Indeed, maybe there’s a bit of criticism here after all: Tasked with becoming tour guides for their own house, Cora, Mary, and Edith quickly discover they don’t actually know a whole lot about it. The architecture, the paintings (both painters and subjects), the designs on the walls—their understanding of why things are they way the are is largely half-truths and guesswork. Cora in particular appears never to have considered why it was called the Abbey (spoiler alert: it used to be an abbey). “Why is it so big, your house?” asks a mischievous child who sneaks into Lord Robert’s bedroom, where he’s recuperating from his burst ulcer. “I’m not sure, really,” the Earl responds. “It’s the way they used to manage things.” We have always lived in the castle.

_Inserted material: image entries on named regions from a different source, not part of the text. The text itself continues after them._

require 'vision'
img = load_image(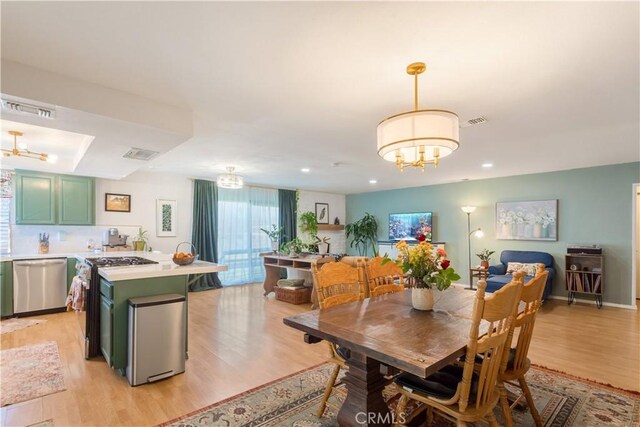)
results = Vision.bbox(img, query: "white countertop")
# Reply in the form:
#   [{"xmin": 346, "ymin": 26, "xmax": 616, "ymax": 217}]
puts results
[
  {"xmin": 1, "ymin": 251, "xmax": 228, "ymax": 281},
  {"xmin": 98, "ymin": 259, "xmax": 227, "ymax": 282}
]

But even as the episode went meta, various plotlines picked up their pace. Several romances, for example, moved forward rather fast. Mrs. Patmore and Mr. Mason continued their courtship, much to the chagrin of Daisy, whose political awakening appears to have made her more likely to complain about anything that irks her. Lady Edith introduced Bertie Pelham to Marigold, the girl no one’s supposed to know is her daughter. And Lady Mary had her first kiss with Henry Talbot, though her willingness to broach the subject of Matthew’s death in a car crash is perhaps more of an indication of that relationship’s seriousness. Certainly Mary herself won’t give any ground on the matter: When Talbot tells her she’s “a woman I happen to be falling in love with,” her response is a painfully understated “As an argument, I think it’s rather compelling”; when Tom teases her by asking “Can this be love?” she simply tells him to shut up.

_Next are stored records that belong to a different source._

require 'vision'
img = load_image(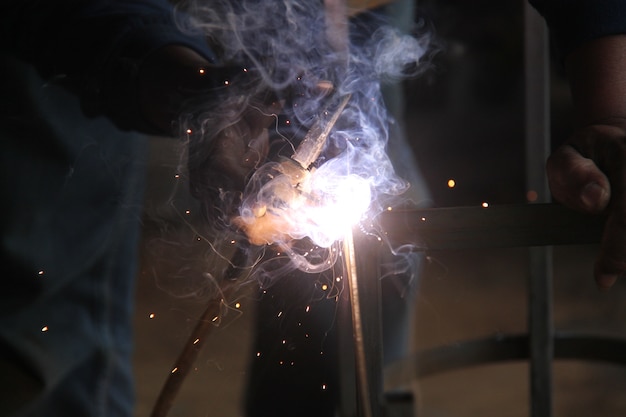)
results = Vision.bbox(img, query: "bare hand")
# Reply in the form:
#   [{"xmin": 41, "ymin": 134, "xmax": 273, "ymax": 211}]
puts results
[{"xmin": 547, "ymin": 122, "xmax": 626, "ymax": 289}]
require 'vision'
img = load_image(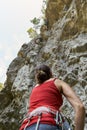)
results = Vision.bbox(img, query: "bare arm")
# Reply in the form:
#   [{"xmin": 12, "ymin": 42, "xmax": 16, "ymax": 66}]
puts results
[{"xmin": 55, "ymin": 79, "xmax": 85, "ymax": 130}]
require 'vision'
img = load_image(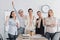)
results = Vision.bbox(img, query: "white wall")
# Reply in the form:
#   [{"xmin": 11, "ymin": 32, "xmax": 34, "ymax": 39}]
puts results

But it’s not all wine and roses (or radishes, in Mason and Patmore’s case). After weeks of delaying the inevitable, the Ministry of Health merges the village hospital with the larger one in York, which means Lady Violet is out of her former job as president, replaced by her daughter-in-law Cora; just like that, she goes from being the patients’ “representative on Earth” like she’s their own personal pope to being “cast into the dust.” Mary inches ever closer to Edith’s secret, while the two of them just get nastier and nastier to each other. Carson is relentlessly, obliviously awful to Mrs. Hughes, critiquing every visible aspect of her wifely duties to the point where you can’t help but wonder what he says about the invisible ones. And he’s also needlessly cruel to Thomas Barrow, who learns that the end of his job is here at last, and is falsely believed to be taking advantage of the young footman Andy when he’s actually just teaching him to read. “So my word is still not good enough, Mr. Carson, after so many years?” he asks, near tears. “I only wish it were,” Carson huffs self-righteously.

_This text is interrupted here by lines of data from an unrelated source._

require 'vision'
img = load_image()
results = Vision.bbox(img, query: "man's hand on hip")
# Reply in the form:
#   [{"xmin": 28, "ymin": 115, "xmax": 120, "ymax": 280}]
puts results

Perhaps Carson is the best embodiment of Downton’s ambivalence toward its own subjects. He’s a grand institution of a man, with a great voice and a great look, frequently funny, and loyal to a fault. (He insists on going teetotal when he learns Lord Robert can’t drink because of his ulcer.) But he also can’t see the suffering of the less privileged people living under his nose—the wife he’s treating like an employee, the employee he’s treating like a burglar. In this way he’s a lot like both his house and his show. Downton Abbey is a nice place to visit, but you wouldn’t wanna live there.